Claude GRISON est professeure à l’université Montpellier II (CEFE > Centre d’Ecologie Fonctionnelle et Evolutive, CNRS Montpellier).
Chimiste expérimentée, elle développe, avec ses élèves, le concept d’éco-chimie (ECOCHIM) en relation avec des botanistes et mène un projet sur la restauration de terrains pollués avec le secours de certaines plantes adaptées à ces milieux difficiles.

Des plantes nettoyeuses qui se gavent de métaux lourds

Elles sont apprivoisées par une professeure de l’université de Montpellier, Claude Grison, et de quelques autres chercheurs et étudiants… Une histoire surprenante :

A partir d’observations de terrain certains botanistes (José Escarré)se rendirent compte que des plantes s’étaient adaptées au fil des années sur des sites extrêmement pollués par les métaux lourds tels, par exemple, que celui de Saint Laurent-le-Minier jadis exploité par la société METALEUROPE.

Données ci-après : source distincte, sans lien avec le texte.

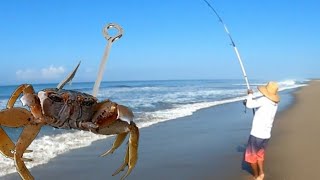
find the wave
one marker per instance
(77, 139)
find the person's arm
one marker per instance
(252, 103)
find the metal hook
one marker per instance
(110, 39)
(116, 37)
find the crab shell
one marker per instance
(70, 109)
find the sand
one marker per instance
(293, 150)
(207, 145)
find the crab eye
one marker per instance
(55, 98)
(87, 103)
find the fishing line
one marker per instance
(232, 43)
(235, 50)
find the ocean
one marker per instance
(151, 101)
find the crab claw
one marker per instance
(132, 151)
(119, 140)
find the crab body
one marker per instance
(65, 109)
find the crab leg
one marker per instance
(14, 117)
(132, 151)
(28, 134)
(119, 140)
(6, 145)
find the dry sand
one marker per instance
(207, 145)
(293, 150)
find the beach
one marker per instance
(292, 152)
(209, 144)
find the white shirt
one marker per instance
(264, 116)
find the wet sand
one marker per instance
(207, 145)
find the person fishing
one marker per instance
(262, 123)
(263, 117)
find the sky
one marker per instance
(42, 41)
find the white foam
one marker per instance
(53, 146)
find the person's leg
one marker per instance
(255, 169)
(260, 169)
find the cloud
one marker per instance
(49, 73)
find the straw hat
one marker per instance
(270, 91)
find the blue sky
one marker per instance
(41, 41)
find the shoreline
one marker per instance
(201, 146)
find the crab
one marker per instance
(65, 109)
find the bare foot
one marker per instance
(260, 177)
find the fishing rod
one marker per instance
(232, 43)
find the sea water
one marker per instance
(151, 101)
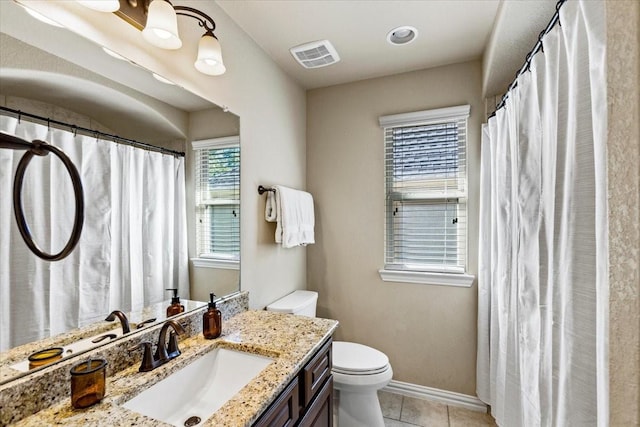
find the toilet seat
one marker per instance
(357, 359)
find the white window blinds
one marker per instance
(426, 190)
(217, 182)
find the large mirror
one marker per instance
(53, 73)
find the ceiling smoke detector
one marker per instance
(402, 35)
(315, 54)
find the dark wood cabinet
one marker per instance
(320, 412)
(308, 399)
(284, 412)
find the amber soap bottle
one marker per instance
(212, 320)
(175, 307)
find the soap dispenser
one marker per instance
(212, 320)
(175, 307)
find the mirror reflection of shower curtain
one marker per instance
(543, 267)
(133, 244)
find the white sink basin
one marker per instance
(200, 388)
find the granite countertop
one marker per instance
(290, 340)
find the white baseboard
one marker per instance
(442, 396)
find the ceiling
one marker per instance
(449, 31)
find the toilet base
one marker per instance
(357, 409)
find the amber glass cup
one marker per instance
(88, 381)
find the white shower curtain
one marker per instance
(133, 244)
(543, 275)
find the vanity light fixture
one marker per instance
(159, 78)
(101, 5)
(158, 20)
(114, 54)
(40, 17)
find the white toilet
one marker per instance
(358, 371)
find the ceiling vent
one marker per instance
(315, 54)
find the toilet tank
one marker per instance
(302, 303)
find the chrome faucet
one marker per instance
(164, 352)
(124, 322)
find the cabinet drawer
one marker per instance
(315, 373)
(284, 411)
(320, 412)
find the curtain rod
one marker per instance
(91, 132)
(555, 19)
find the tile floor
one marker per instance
(404, 411)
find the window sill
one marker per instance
(216, 263)
(463, 280)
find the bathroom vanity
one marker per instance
(308, 399)
(294, 389)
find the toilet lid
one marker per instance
(349, 357)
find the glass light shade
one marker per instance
(209, 56)
(162, 26)
(101, 5)
(40, 17)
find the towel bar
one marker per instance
(261, 189)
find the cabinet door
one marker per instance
(320, 412)
(284, 411)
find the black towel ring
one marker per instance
(41, 148)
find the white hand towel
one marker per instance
(295, 217)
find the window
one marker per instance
(426, 196)
(217, 182)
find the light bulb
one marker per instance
(162, 26)
(101, 5)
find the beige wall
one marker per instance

Ces métaux imprègnent les strates de scories minières répandues à l’air libre et un risque de dissémination par l’air et par l’eau est avéré. Afin de nettoyer et de stabiliser ces terrains en surface, (plutôt que de les confiner), l’utilisation de plantes qui s’imprègnent des polluants et fixent les sols semble très intéressante. D’autres sites ont été étudiés par Claude Grison tels que les mines de nickel de Nouvelle Calédonie qui induisent une pollution à grande échelle allant jusqu’à contaminer les eaux du littoral de cette île.

Un retraitement valorisant

Mais, direz-vous, lorsque ces plantes « métallivores » meurent, la pollution reste sur place. Le procédé consiste donc à faucarder les plantes et, dans un deuxième temps, à retraiter cette biomasse riche en minéraux par des procédés chimiques simples afin de valoriser des molécules à haute valeur ajoutée utilisables par les laboratoires pharmaceutiques ou l’industrie chimique. Cette phase de récupération « éco-chimique » a mobilisé les compétences de Claude Grison et de ses élèves pour mettre au point des processus d’extraction de ces molécules.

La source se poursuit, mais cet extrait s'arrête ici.